My investigations are much more basic. I’ve got a reduction algorithm working that uses the fact that the elements of lof are like a Dyck language, so strings of parentheses will work as a representation.

test1 = "(()())"
test2 = "((()))"
test3 = "()()"

fix f x = let x' = f x in if x == x' then x else fix f x'

reduce :: String -> String
reduce ('(':')':'(':')':rest) = "()" ++ reduce rest
reduce ('(':'(':')':')':rest) = reduce rest
reduce (head:rest) = head:reduce rest
reduce [] = []

fr = fix reduce

In other words, at the innermost level, occurrences of (()) disappear, and occurrences of ()() become (), and this continues until you have either “” or “()” left.

This seems to work fine, but what I’m wondering is how to define the same algorithm using an algebraic data type. I’ve tried things like

data Form = Empty | Mark [Form]

but writing nested values of that type gets confusing. and writing the reduce function is even more confusing. I wonder if there is a simple implementation that I am missing.

I think I’d write it like this:

data Form = Mark [Form] deriving (Show, Eq)

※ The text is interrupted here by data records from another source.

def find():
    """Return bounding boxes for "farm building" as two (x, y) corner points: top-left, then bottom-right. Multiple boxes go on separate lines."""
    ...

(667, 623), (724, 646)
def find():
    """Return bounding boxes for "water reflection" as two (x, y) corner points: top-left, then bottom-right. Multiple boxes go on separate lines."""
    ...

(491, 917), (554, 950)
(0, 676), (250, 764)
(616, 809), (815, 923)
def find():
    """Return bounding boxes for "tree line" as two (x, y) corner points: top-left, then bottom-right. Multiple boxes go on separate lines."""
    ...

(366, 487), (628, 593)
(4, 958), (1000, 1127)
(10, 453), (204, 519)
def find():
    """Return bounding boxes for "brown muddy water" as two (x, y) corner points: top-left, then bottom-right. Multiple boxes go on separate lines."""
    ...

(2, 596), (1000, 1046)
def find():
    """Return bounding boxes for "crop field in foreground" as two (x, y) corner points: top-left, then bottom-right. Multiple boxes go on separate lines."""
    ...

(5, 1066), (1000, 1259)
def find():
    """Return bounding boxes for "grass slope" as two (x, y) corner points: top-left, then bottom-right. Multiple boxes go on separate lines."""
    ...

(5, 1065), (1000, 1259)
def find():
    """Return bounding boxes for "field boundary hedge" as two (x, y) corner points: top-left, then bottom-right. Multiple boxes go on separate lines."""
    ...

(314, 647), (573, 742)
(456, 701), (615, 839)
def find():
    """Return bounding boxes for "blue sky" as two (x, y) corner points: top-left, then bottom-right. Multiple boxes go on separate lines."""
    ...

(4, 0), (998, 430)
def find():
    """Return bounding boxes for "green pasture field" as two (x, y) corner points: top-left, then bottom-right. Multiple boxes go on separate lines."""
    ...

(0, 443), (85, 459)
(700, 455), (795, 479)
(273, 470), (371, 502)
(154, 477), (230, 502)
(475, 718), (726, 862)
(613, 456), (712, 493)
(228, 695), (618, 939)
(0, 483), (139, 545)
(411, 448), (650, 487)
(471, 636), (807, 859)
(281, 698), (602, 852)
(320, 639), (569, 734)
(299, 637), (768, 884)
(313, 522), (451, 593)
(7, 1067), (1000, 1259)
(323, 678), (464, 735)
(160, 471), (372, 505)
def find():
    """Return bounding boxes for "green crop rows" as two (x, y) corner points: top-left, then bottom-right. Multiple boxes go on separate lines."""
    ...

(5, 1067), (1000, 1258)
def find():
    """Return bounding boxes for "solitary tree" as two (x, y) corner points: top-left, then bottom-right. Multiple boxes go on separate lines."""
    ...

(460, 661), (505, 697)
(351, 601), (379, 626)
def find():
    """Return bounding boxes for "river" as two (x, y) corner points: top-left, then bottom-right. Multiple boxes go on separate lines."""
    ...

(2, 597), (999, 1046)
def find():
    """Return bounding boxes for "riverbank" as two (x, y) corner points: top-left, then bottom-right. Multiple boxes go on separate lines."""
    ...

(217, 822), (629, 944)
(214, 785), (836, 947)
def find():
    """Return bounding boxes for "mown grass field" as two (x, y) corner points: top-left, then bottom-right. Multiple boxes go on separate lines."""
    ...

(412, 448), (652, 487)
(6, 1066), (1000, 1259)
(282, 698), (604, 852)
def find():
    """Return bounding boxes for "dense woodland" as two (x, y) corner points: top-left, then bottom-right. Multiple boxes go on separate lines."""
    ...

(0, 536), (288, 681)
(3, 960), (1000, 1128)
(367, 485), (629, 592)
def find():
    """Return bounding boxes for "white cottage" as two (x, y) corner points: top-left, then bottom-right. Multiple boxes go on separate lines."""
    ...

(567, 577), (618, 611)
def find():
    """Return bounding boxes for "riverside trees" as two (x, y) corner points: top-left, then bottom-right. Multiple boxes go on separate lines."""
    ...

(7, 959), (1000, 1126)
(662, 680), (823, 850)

test1 = [Mark[Mark[], Mark[]]]
test2 = [Mark[Mark[Mark[]]]]
test3 = [Mark[],Mark[]]

fix f x = let x' = f x in if x == x' then x else fix f x'

reduce :: [Form] -> [Form]
reduce (Mark[]:Mark[]:rest) = Mark[] : reduce rest
reduce (Mark[Mark[]]:rest) = reduce rest
reduce (Mark xs:rest) = Mark (reduce xs):reduce rest
reduce [] = []

fr = fix reduce

I’m not sure if that does exactly what you want.

Ah, I see. That’s simple. Getting reduce to take a list of forms, not a single form, is a good trick. I’ll have to think about that a bit. Thank you!

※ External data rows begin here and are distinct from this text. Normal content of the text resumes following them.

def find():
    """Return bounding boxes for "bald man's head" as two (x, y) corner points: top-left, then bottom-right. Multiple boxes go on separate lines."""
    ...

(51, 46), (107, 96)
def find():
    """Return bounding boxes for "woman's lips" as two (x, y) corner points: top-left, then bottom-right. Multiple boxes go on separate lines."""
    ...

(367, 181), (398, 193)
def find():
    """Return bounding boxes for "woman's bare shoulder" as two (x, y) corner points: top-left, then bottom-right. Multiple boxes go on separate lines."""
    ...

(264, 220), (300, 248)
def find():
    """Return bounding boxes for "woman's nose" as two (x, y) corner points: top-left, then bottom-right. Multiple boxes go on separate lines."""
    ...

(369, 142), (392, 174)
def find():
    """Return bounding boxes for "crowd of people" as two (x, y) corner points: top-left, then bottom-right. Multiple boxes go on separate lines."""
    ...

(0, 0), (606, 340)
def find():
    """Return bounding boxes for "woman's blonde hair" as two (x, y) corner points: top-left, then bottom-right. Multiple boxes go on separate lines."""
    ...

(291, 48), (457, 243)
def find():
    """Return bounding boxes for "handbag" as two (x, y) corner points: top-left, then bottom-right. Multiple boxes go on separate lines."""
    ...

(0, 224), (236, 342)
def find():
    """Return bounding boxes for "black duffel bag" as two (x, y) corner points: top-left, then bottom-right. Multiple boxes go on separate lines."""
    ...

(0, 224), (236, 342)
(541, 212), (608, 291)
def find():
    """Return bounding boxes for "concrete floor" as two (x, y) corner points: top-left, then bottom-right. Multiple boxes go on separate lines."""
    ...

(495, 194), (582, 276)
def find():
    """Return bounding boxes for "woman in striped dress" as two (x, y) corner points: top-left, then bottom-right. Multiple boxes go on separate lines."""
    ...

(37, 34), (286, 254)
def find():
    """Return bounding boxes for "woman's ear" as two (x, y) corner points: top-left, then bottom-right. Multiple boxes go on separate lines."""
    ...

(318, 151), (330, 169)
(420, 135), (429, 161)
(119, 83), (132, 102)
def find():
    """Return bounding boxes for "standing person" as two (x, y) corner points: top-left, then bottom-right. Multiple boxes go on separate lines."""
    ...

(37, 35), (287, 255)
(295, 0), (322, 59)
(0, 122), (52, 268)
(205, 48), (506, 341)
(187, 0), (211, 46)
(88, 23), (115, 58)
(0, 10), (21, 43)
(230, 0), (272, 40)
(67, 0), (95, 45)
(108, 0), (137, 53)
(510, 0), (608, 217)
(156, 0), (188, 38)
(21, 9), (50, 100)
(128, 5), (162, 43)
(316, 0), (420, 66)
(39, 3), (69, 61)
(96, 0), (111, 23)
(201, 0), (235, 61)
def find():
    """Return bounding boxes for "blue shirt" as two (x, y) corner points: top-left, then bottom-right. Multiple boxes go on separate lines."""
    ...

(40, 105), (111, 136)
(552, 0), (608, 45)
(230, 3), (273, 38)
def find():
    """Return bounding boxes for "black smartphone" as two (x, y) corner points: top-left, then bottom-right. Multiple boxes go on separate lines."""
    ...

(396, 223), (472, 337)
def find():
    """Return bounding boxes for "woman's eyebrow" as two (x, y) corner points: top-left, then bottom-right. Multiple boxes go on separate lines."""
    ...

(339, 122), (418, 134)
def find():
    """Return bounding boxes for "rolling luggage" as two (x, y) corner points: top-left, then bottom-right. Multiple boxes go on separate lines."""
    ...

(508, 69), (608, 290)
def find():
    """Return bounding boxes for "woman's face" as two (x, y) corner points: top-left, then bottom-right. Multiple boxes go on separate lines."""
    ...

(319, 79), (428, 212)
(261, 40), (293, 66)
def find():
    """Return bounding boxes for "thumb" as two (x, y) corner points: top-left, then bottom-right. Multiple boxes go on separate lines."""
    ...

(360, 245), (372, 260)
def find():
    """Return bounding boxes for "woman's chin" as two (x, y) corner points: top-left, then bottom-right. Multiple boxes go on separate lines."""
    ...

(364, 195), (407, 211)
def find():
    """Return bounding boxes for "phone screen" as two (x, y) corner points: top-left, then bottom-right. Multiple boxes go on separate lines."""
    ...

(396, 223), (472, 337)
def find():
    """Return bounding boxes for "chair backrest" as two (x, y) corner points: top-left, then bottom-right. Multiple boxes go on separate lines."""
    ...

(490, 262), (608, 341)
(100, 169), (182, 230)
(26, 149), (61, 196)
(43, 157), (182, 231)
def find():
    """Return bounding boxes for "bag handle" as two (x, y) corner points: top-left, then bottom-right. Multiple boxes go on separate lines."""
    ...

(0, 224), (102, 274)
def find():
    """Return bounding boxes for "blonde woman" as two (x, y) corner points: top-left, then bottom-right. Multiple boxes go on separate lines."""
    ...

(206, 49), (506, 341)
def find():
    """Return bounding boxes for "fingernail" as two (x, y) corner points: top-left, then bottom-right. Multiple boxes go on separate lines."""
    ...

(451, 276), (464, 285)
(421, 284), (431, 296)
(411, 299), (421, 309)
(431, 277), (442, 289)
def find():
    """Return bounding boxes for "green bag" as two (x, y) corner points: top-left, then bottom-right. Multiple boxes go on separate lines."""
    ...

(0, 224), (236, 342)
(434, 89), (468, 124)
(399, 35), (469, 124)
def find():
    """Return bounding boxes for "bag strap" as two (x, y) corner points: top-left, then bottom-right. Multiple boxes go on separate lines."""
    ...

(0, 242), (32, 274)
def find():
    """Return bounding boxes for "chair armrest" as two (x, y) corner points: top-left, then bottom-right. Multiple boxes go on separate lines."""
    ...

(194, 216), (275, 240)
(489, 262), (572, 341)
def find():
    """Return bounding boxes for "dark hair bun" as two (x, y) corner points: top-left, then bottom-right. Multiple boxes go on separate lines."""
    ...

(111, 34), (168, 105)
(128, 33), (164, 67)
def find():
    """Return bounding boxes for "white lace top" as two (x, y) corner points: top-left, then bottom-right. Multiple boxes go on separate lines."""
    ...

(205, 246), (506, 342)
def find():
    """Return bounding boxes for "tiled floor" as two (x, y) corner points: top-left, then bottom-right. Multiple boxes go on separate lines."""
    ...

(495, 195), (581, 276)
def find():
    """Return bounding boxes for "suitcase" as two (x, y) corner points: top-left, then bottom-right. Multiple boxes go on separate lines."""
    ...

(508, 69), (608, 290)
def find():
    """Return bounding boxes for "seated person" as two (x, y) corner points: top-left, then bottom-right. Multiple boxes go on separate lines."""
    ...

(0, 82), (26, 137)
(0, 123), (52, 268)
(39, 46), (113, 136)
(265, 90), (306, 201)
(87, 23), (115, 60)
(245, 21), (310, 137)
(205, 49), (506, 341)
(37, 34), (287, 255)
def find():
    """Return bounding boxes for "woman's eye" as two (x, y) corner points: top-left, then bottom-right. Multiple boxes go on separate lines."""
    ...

data Form = Empty | One | Pairs Form Form | Wraps Form

instance Show Form where
    show form = case form of
        Empty       -> ""
        One         -> "()"
        Pairs f1 f2 -> show f1 ++ show f2
        Wraps f1    -> "(" ++ show f1 ++ ")"

reduceF :: Form -> Form
reduceF form = case form of
    Empty -> Empty
    One   -> One
    _     -> reduceF (reduce' form)
    where
        reduce' form' = case form' of
            Empty          -> Empty
            One            -> One
            Pairs One One  -> One
            Pairs Empty f2 -> f2
            Pairs f1 Empty -> f1
            Pairs f1 f2    -> Pairs (reduce' f1) (reduce' f2)
            Wraps One      -> Empty
            Wraps Empty    -> One
            Wraps f1       -> Wraps (reduce' f1)

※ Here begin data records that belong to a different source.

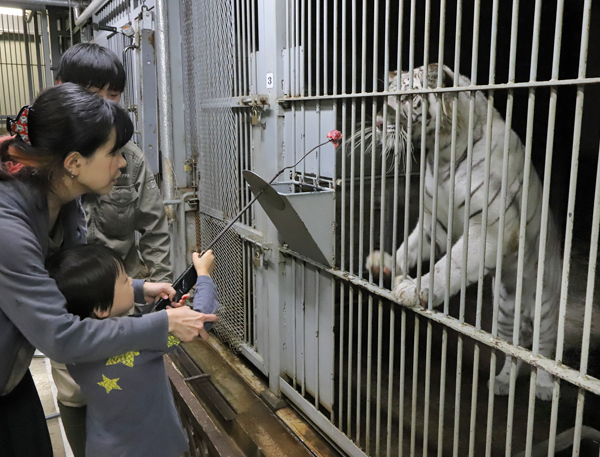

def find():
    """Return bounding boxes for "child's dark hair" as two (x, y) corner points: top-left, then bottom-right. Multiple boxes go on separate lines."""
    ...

(47, 245), (127, 319)
(0, 83), (133, 185)
(56, 43), (126, 92)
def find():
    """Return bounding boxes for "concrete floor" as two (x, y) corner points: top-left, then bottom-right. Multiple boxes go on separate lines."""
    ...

(30, 354), (73, 457)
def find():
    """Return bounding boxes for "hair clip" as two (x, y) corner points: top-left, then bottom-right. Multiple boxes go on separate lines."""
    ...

(6, 105), (32, 145)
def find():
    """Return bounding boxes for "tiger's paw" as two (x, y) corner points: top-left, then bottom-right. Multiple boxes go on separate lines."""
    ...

(490, 377), (510, 396)
(391, 276), (428, 308)
(365, 251), (393, 280)
(536, 370), (555, 401)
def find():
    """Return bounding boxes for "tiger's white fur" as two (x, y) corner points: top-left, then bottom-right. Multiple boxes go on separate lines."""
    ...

(365, 64), (561, 401)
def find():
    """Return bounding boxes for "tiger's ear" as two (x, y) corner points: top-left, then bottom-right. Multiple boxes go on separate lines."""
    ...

(389, 70), (398, 81)
(441, 65), (455, 88)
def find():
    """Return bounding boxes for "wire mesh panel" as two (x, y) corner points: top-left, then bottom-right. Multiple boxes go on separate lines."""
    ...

(183, 0), (259, 356)
(199, 216), (251, 350)
(195, 0), (238, 220)
(181, 0), (198, 164)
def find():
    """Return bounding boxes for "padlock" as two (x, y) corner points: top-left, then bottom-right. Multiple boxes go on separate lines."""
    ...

(251, 108), (259, 125)
(253, 250), (262, 268)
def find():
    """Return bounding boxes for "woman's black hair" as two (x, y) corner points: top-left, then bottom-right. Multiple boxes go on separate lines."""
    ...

(0, 83), (133, 186)
(55, 43), (126, 92)
(46, 245), (127, 319)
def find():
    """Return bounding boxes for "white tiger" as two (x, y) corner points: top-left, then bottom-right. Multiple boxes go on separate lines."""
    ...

(365, 64), (561, 401)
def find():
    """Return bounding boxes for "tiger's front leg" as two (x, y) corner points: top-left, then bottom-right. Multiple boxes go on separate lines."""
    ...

(392, 222), (495, 308)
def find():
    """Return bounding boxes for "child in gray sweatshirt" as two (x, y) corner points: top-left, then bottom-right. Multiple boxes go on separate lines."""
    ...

(47, 245), (218, 457)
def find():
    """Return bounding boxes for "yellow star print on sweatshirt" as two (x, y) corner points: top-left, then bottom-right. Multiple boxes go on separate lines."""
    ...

(98, 374), (121, 394)
(106, 351), (140, 367)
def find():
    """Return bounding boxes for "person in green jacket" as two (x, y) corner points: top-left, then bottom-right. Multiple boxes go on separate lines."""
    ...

(52, 43), (174, 456)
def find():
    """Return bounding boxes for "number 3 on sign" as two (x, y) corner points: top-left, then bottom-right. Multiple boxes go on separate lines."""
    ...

(266, 73), (274, 89)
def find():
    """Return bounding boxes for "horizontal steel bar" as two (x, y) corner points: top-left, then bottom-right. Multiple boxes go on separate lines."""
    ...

(278, 246), (600, 397)
(277, 77), (600, 103)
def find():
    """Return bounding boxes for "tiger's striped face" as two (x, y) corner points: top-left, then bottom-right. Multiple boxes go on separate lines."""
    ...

(377, 64), (453, 147)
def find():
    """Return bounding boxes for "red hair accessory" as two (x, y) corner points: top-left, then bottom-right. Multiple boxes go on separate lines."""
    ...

(7, 106), (32, 145)
(327, 129), (343, 149)
(4, 161), (24, 175)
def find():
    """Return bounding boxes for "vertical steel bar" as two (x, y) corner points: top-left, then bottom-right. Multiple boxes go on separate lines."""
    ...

(365, 2), (380, 451)
(347, 4), (357, 434)
(338, 282), (345, 429)
(449, 2), (464, 455)
(375, 299), (383, 455)
(505, 1), (542, 455)
(429, 2), (449, 456)
(380, 1), (394, 451)
(33, 13), (43, 91)
(13, 10), (33, 104)
(466, 1), (482, 455)
(301, 264), (306, 397)
(235, 0), (242, 96)
(346, 285), (354, 435)
(395, 308), (406, 456)
(354, 288), (362, 443)
(316, 0), (320, 96)
(391, 0), (404, 281)
(349, 0), (359, 443)
(357, 0), (367, 280)
(486, 1), (520, 456)
(349, 0), (357, 279)
(415, 0), (429, 293)
(307, 0), (311, 96)
(0, 15), (11, 115)
(402, 0), (417, 281)
(323, 0), (328, 96)
(337, 0), (346, 429)
(406, 2), (417, 455)
(481, 2), (500, 457)
(250, 0), (257, 94)
(314, 270), (320, 408)
(285, 0), (290, 96)
(244, 0), (253, 93)
(8, 14), (20, 114)
(338, 0), (348, 429)
(386, 303), (395, 457)
(365, 295), (374, 455)
(299, 0), (303, 98)
(545, 1), (571, 454)
(378, 0), (391, 291)
(292, 258), (297, 388)
(410, 316), (419, 457)
(421, 2), (433, 456)
(389, 3), (404, 446)
(242, 240), (248, 343)
(558, 2), (593, 455)
(399, 308), (406, 456)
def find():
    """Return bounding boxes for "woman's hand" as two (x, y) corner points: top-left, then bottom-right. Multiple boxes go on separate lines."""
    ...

(143, 281), (176, 304)
(165, 306), (218, 342)
(193, 250), (215, 277)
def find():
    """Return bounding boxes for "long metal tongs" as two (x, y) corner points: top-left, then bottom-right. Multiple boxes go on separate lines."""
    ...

(153, 134), (340, 311)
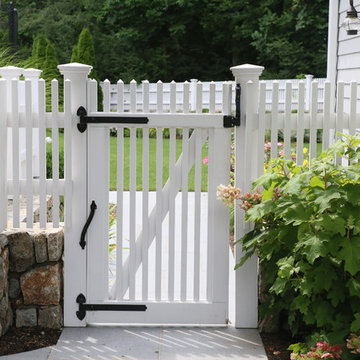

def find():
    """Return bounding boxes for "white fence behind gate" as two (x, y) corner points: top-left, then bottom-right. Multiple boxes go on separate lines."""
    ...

(101, 75), (326, 113)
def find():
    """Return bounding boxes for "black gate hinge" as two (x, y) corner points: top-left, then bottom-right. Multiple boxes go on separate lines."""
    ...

(77, 106), (149, 133)
(76, 293), (147, 320)
(223, 83), (241, 128)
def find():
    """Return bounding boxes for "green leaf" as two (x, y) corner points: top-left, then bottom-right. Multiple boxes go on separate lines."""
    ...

(314, 300), (333, 327)
(347, 278), (360, 297)
(285, 176), (303, 195)
(277, 256), (295, 279)
(287, 343), (308, 354)
(302, 235), (327, 264)
(351, 313), (360, 331)
(283, 204), (312, 226)
(246, 200), (275, 221)
(270, 277), (287, 295)
(253, 172), (278, 190)
(317, 214), (346, 236)
(327, 285), (346, 307)
(293, 295), (310, 314)
(339, 237), (360, 275)
(313, 189), (342, 213)
(311, 261), (336, 292)
(344, 183), (360, 205)
(355, 220), (360, 235)
(310, 175), (325, 189)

mytest1 = Wraps $ Pairs One One
mytest2 = Wraps $ Wraps One
mytest3 = Pairs One One



test1 = "(()())"
test2 = "((()))"
test3 = "()()"

fix f x = let x' = f x in if x == x' then x else fix f x'

reduce :: String -> String
reduce ('(':')':'(':')':rest) = "()" ++ reduce rest
reduce ('(':'(':')':')':rest) = reduce rest
reduce (head:rest) = head:reduce rest
reduce [] = []

fr = fix reduce

main = do
    print $ fr test1 ++ " - " ++ show (reduceF mytest1)
    print $ fr test2 ++ " - " ++ show (reduceF mytest2)
    print $ fr test3 ++ " - " ++ show (reduceF mytest3)

This is helpful. Thank you.

I’m not sure about the use of a Pairs constructor. After all, the data structure is basically a “rose tree”, as far as I can see.

It might be overcomplicating things to say that this is a “biased definition” of the datatype, when what is really needed is the rose tree structure.

https://ncatlab.org/nlab/show/biased+definition

Writing the reduce function for a rose tree with empty leaves should probably be the next thing I try.